Ok so not necessarily antique bikes, but still bike related.  I'll have my 2017 RRB winner on display there.   http://newenglandbuildersball.com/


----------



## dfa242 (Sep 8, 2017)

Wow, I do learn something new every day - cool!


----------



## tanksalot (Sep 8, 2017)

As it should be on display there .
Is the dog coming for the display ?


----------



## catfish (Sep 8, 2017)

Chris,     This is an amazing bike! Congratulations on the win!!!! You got made skills.

  Catfish


----------



## bikewhorder (Sep 8, 2017)

tanksalot said:


> As it should be on display there .
> Is the dog coming for the display ?




I doubt he's allowed in but maybe if I dress him up he could slip by unnoticed. But if there is some kind of food spread it might give away his true identity.


----------



## Boris (Sep 8, 2017)

Looks like you were made for that bike, and visa versa.


----------



## bikewhorder (Sep 9, 2017)

Boris said:


> Looks like you were made for that bike, and visa versa.

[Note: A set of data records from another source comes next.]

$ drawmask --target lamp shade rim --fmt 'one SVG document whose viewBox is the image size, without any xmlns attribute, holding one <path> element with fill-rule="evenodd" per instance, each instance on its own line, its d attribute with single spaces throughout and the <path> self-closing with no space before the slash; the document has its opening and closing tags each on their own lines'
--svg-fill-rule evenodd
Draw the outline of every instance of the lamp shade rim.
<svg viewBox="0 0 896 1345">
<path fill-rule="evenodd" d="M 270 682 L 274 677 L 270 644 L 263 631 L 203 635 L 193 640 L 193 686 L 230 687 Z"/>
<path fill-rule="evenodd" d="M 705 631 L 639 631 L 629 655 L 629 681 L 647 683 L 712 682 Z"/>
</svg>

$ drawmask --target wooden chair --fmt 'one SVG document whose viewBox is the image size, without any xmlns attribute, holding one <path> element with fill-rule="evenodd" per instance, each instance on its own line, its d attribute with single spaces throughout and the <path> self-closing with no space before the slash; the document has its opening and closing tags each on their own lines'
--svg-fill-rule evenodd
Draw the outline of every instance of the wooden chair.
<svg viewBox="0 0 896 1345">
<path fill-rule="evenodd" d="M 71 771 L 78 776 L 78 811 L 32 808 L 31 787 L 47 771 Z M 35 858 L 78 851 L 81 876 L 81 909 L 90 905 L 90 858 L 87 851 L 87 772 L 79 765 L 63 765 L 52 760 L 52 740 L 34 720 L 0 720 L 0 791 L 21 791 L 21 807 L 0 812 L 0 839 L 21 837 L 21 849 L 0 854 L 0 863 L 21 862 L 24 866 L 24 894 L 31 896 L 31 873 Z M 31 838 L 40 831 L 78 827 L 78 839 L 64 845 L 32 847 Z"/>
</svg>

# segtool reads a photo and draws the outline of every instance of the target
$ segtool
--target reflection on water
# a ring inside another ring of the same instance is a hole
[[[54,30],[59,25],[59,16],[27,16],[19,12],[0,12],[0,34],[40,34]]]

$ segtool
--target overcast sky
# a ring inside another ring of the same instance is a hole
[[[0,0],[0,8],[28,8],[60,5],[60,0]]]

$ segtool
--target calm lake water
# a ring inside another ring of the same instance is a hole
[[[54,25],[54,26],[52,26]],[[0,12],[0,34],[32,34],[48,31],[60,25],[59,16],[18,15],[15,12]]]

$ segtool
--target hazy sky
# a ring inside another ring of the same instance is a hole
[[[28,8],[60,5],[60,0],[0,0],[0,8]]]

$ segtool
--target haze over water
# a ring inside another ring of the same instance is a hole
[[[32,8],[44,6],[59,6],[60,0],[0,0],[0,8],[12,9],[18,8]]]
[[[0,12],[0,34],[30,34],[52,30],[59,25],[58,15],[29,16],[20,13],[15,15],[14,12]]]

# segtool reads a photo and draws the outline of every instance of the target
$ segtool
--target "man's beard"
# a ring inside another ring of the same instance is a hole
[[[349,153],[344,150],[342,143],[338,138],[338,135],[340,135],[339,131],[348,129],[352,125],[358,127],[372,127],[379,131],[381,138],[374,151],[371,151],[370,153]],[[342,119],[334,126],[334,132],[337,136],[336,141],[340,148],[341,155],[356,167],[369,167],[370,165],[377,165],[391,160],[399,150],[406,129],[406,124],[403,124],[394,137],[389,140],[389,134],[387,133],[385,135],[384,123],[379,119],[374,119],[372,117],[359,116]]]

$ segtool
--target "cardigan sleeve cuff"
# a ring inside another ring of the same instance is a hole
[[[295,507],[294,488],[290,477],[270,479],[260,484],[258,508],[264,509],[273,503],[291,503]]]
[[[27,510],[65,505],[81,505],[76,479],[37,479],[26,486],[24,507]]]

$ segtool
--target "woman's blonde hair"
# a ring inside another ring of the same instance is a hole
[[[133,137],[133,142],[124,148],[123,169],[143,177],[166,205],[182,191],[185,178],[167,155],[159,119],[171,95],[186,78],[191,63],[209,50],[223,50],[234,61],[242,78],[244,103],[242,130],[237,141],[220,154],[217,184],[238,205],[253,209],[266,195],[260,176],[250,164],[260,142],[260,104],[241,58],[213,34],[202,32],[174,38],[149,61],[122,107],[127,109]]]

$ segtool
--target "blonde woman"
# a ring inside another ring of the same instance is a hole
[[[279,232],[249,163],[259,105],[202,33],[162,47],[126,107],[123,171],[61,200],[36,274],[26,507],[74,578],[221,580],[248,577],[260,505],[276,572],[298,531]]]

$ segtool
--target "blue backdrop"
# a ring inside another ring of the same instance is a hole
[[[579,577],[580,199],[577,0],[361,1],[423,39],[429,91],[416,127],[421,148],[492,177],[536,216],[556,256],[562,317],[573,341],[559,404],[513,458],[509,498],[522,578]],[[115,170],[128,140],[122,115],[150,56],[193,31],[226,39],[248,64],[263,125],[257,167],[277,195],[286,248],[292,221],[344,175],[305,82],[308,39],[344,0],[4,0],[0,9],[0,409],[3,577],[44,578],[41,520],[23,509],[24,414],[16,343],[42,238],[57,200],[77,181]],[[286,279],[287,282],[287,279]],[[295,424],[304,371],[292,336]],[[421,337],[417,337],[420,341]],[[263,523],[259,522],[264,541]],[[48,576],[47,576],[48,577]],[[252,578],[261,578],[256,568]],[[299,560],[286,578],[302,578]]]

I wish someone had made it _for _me...


----------



## bikesnbuses (Sep 10, 2017)

Wow!!GREAT BUILD:eek:
Seriously!! Very nice!


----------



## catfish (Sep 10, 2017)

Let's see some video of you ridding it!


----------



## bikewhorder (Sep 10, 2017)

catfish said:


> Let's see some video of you ridding it!



 I posted this in the my thread for the bike https://thecabe.com/forum/threads/langelo-di-ferro.115880/page-2#post-779473


----------



## vincev (Sep 10, 2017)

When will you post it for sale on the Cabe??


----------



## bikewhorder (Sep 11, 2017)

vincev said:


> When will you post it for sale on the Cabe??



As soon as Borass accepts paypal.


----------